As to defendant's argument that his motion to proceed pro se did not constitute an intelligent waiver of the right to counsel and that it was thus error for the district judge to permit him so to proceed, we conclude that Rosenthal voluntarily and intelligently waived his right to be represented by counsel and elected to proceed pro se. In United States v. Plattner, 330 F.2d 271 (2nd Cir. 1964), this court indicated that a district judge should inform a defendant who wishes to proceed pro se of his right to be represented by counsel and of the advantages of being so represented. We articulated the goal to be achieved by so informing the accused in the following terms:
There must be a record sufficient to establish to our satisfaction that the defendant "knows what he is doing and his choice is made with eyes open." P. 276
Although it would have been preferable if the district judge had given the information and advice prescribed in Plattner, we cannot say that his failure to do so was error in light of all the circumstances that lead us to conclude that Rosenthal was well aware of his right to counsel and of the advantage of representation by counsel. Rosenthal had been through an earlier tax evasion trial and appeal involving similar factual and legal issues with the assistance of counsel.

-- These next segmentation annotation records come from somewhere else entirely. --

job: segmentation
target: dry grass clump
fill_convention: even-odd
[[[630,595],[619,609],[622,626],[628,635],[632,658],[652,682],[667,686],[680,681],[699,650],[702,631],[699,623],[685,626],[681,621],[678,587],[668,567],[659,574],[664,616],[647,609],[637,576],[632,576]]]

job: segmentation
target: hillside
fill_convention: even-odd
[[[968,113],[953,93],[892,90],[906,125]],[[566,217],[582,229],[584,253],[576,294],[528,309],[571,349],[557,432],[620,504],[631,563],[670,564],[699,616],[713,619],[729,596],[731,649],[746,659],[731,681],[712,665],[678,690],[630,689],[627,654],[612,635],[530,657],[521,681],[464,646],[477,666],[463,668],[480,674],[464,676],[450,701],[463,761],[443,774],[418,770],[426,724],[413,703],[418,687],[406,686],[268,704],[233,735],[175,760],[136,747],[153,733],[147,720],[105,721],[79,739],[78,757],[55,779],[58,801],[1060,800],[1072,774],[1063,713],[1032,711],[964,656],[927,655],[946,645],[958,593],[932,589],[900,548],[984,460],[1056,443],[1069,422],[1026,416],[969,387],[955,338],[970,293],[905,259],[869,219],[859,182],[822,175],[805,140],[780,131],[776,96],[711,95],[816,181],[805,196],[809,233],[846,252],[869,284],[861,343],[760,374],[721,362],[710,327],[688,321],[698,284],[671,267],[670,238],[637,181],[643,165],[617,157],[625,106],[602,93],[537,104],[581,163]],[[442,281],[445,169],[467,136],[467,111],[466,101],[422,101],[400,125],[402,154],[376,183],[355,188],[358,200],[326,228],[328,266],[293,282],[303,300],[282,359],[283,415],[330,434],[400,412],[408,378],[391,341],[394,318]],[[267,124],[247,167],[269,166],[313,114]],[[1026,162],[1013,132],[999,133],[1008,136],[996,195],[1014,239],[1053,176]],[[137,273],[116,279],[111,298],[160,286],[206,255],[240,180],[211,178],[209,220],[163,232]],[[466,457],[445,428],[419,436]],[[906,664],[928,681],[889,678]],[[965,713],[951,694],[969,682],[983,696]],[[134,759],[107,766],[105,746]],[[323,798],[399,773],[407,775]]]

In fact, at the time he filed his motion to proceed pro se, he had retained two separate counsel, the one whom he was then dismissing and the one who is now representing him on this appeal.*fn6 Moreover, even after granting Rosenthal's motion, the court moved to protect defendant's rights by calling on his discharged counsel to remain available at defendant's table to advise him, and counsel did so. This factual background is "sufficient to establish to our satisfaction that the defendant" knowingly and willfully waived his right to counsel. Therefore, although explicit warning and advice by the court may be necessary in some cases, as we held it to be in United States v. Harrison, 451 F.2d 1013 (2nd Cir. 1971), to give adequate assurance that any waiver of the right to counsel is knowing and voluntary, on the facts of this case, we find that the court's failure to do so was not error.
At oral argument in response to a question from the bench, the assistant United States Attorney stated that, at the trial of the earlier indictment before another district judge, the Government moved to consolidate trial of that indictment with the one underlying this prosecution and the defense did not object to this action. Nevertheless, the court denied the Government's motion. In light of the common factual and legal issues involved, and the saving in time and expense to the court, to counsel, and to the parties that would have resulted from consolidation, we feel that the refusal to consolidate was an abuse of discretion.